Erstellung und Überarbeitung von technischen Normen für den Strahlenschutz und die Qualitätssicherung in der medizinischen Radiologie

Die Vorschriften des AtG, der StrlSchV und der RöV werden durch Normen untermauert, um eine zielgerichtete und bundeseinheitliche Umsetzung des Strahlenschutzes zu gewährleisten. Insbesondere aber auch vor dem Hintergrund der Umsetzung der EU-Grundnormen 2013/59/EURATOM in deutsches Recht voraussichtlich zum 31.12.2018, ist die Erarbeitung/Überarbeitung von Normen zur weiteren Konkretisierung der Rechtsakte notwendig. Besondere Bedeutung für den praktischen Vollzug haben hierbei die Er- bzw. Überarbeitung von Normen für die Dosimetrie, für die Auslegung des baulichen Strahlenschutzes von Spezialeinrichtungen und die Qualitätssicherung in strahlentherapeutischen, nuklearmedizinischen und röntgendiagnostischen Einrichtungen. Weiterhin besteht auch ein erhebliches Interesse des Bundes an einer Koordinierung der nationalen Normenerstellung und an einer frühzeitigen und direkten Mitwirkung bei der internationalen Normenerstellung. Nur so können wesentliche nationale Vorgaben in die internationale Normung frühzeitig eingebracht und international durchgesetzt werden.

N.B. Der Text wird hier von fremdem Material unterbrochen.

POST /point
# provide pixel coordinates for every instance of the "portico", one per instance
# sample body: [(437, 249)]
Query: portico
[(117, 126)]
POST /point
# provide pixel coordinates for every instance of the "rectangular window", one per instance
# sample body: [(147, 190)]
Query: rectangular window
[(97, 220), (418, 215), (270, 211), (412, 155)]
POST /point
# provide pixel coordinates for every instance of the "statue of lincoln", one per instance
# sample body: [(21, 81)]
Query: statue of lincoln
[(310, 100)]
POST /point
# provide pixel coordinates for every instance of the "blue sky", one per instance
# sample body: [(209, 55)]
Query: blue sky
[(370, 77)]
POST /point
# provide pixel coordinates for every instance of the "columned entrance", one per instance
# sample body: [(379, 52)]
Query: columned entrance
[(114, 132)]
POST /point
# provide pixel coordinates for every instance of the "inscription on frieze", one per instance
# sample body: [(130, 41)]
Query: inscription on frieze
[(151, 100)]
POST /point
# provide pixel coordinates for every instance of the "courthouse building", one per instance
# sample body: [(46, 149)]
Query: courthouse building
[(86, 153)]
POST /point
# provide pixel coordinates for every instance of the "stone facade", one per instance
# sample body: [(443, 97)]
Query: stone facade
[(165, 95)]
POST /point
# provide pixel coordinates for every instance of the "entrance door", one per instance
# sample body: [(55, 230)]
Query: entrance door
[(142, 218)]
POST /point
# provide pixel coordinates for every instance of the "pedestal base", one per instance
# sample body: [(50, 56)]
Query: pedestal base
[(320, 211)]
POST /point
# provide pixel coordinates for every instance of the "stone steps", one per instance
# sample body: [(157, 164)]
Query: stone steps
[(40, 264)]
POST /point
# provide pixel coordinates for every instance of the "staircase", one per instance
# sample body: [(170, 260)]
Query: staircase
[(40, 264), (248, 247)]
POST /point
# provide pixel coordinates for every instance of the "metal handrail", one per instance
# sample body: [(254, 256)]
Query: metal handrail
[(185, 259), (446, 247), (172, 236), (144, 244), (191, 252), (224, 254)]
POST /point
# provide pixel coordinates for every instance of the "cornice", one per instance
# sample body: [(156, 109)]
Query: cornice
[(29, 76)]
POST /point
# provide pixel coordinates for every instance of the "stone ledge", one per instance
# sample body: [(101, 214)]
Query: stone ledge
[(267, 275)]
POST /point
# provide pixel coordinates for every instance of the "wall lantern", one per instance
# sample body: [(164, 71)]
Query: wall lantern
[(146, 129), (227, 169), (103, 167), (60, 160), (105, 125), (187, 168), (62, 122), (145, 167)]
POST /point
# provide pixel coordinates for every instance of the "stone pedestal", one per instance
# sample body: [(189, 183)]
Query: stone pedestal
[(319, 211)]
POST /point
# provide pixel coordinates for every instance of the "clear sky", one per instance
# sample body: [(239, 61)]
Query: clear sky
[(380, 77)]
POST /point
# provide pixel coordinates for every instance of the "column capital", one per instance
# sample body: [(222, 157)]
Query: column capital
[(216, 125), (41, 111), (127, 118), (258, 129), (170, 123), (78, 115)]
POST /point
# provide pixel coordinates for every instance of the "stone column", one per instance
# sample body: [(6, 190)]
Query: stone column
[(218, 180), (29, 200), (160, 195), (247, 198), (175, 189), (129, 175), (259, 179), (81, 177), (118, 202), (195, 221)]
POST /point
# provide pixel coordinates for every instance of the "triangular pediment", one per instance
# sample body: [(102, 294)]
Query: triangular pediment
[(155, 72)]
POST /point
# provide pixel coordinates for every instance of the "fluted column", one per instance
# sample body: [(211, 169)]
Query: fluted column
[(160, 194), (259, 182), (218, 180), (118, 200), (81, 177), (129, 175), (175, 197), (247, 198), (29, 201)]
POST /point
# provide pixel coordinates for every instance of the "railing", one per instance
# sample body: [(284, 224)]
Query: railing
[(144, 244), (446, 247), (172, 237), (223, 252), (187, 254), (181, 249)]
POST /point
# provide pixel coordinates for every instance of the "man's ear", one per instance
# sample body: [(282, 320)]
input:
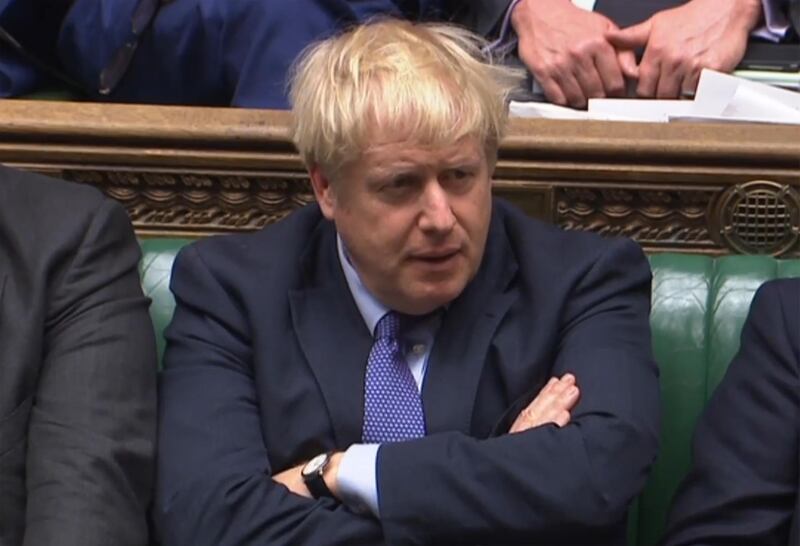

Dies ist wegen der bindenden Wirkung internationaler Normung (ISO, IEC, CEN, CENELEC) von erheblicher nationaler Bedeutung und auch erforderlich, um die Ziele neuerer europäischer Vorgaben für den Strahlenschutz harmonisiert umzusetzen. Das Projektvorhaben beinhaltet daher Normungsarbeit auf folgenden Teilgebieten: - Prüfung des vorhandenen nationalen Normenwerks auf Konformität mit dem Strahlenschutzgesetz und den zugeordneten Rechtsverordnungen. - Erstellung einer Norm bzgl. der Verfahren zur Durchführung eines Risikomanagements in der Strahlentherapie. - Fehlende Anforderungen und Prüfungen in bestehendes Normenwerk einfügen. - Harmonisierung der Qualitätssicherung medizinischer Einrichtungen auf EU-Ebene.